Skip to main content

Architecture

Rosia is designed to be distributed. Since performance is one of our primary goals, we rely on a minimal coordination mechanism.

Executor

Each node is run in a separate process with Executor. Currently distributed execution is not yet supported, but we will add it in the near future.

Transport

Nodes communicate with each other via ZeroMQ transports. This enables fast communication and zero-copy support when processes are on the same machine. Currently we use the ZeroMQ pipeline push / pull pattern.

Serializer

Python objects are first serialized into bytes with cloudpickle before sending through the transport, and deserialized at the receiving node. The architecture is not tied to any specific serializer, and we intend to add support for custom serializers.

Ports

Each node can have several input ports and output ports.
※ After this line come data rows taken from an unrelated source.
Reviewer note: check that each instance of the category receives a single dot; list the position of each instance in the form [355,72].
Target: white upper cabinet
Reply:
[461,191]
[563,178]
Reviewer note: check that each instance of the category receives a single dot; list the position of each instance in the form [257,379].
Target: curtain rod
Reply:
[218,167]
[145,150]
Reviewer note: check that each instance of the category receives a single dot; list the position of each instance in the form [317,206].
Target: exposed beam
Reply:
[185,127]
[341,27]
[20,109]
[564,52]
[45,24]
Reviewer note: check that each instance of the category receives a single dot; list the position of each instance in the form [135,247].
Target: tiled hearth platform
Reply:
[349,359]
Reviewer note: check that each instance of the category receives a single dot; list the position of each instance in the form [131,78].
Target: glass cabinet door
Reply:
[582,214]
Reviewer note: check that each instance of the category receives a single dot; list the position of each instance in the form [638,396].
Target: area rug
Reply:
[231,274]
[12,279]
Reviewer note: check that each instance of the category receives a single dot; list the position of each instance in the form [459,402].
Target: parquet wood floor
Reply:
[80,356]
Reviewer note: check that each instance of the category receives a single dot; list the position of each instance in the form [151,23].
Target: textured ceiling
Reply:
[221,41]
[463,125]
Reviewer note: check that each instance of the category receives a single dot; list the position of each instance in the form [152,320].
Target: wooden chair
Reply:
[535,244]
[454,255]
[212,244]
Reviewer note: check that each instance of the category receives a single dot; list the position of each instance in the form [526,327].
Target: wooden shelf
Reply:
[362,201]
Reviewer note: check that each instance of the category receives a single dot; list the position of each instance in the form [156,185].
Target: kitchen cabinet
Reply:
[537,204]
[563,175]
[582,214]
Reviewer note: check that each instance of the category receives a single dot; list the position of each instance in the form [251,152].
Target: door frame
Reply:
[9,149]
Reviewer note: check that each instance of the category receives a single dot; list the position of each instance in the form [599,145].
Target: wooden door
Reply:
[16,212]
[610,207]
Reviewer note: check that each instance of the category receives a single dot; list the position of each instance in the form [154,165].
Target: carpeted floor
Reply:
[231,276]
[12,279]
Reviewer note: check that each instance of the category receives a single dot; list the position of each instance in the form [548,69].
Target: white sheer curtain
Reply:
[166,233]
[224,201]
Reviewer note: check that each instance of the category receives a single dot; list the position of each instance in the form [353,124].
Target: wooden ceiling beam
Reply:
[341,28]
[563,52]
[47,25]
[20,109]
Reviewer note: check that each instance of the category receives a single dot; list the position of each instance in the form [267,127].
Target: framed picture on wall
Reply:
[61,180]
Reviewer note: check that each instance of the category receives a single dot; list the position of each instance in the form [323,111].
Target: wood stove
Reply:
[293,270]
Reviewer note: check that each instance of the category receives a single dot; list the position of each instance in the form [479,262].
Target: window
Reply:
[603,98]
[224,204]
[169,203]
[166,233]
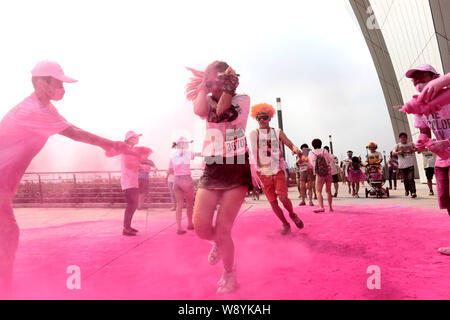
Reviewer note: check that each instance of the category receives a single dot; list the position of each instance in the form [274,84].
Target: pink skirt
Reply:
[356,176]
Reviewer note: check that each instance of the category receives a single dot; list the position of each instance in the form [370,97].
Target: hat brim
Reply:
[66,79]
[410,73]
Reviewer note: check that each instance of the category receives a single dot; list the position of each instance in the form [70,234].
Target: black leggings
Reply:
[408,179]
[132,199]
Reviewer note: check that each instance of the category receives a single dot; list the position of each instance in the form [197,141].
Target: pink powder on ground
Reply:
[328,259]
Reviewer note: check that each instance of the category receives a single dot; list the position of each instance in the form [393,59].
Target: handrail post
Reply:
[40,189]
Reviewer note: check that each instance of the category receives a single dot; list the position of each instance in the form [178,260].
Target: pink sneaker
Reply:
[214,255]
[227,283]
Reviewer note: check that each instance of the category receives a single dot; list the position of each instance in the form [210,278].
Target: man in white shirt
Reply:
[24,130]
[334,162]
[406,155]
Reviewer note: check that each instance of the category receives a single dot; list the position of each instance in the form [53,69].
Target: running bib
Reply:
[235,142]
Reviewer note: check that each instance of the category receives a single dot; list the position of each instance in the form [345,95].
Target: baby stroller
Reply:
[376,181]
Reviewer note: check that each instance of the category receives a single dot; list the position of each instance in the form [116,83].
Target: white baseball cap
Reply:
[131,134]
[423,68]
[46,68]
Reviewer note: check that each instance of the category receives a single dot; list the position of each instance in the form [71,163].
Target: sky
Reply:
[130,58]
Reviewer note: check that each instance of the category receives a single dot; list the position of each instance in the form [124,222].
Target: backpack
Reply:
[321,167]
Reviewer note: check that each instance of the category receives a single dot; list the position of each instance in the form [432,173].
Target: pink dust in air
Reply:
[328,259]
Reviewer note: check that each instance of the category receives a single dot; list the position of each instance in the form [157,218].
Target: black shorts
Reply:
[429,172]
[143,186]
[224,176]
[335,178]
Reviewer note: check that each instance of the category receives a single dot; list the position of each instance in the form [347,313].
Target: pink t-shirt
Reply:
[312,156]
[129,171]
[180,162]
[225,136]
[439,123]
[24,130]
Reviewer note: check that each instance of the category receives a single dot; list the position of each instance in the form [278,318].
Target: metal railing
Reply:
[46,186]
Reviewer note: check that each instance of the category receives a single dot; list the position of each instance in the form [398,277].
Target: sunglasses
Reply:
[262,118]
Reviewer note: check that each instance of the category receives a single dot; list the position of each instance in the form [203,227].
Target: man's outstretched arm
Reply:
[81,135]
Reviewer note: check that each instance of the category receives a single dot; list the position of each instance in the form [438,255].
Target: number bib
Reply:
[235,142]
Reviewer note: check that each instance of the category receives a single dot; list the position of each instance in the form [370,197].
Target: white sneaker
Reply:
[214,255]
[227,282]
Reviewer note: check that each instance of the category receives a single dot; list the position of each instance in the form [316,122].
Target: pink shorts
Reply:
[443,186]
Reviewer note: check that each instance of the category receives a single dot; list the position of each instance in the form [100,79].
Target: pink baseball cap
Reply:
[131,134]
[183,139]
[52,69]
[422,67]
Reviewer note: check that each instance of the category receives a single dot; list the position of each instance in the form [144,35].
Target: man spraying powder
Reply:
[266,150]
[24,131]
[427,81]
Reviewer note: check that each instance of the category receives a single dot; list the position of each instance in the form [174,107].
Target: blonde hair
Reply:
[193,86]
[262,108]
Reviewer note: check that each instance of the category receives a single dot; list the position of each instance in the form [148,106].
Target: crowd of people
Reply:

However, for performance reasons, all input ports share the same ZeroMQ PULL endpoint, and each output port has its own ZeroMQ PUSH endpoint.

Synchronization

There is no central coordinator for logical-time advancement. Each node decides locally how far it can advance based on a Dict[str, Time] of ENTs — the earliest next emission timestamp of every transitive upstream node. Each outgoing message carries this dict; receivers merge it into their own and recompute STAT. The transitive upstream set and the minimum delay along any path from each upstream are computed once at startup via a Bellman-Ford-style BFS, so STAT is just a min over those entries at runtime.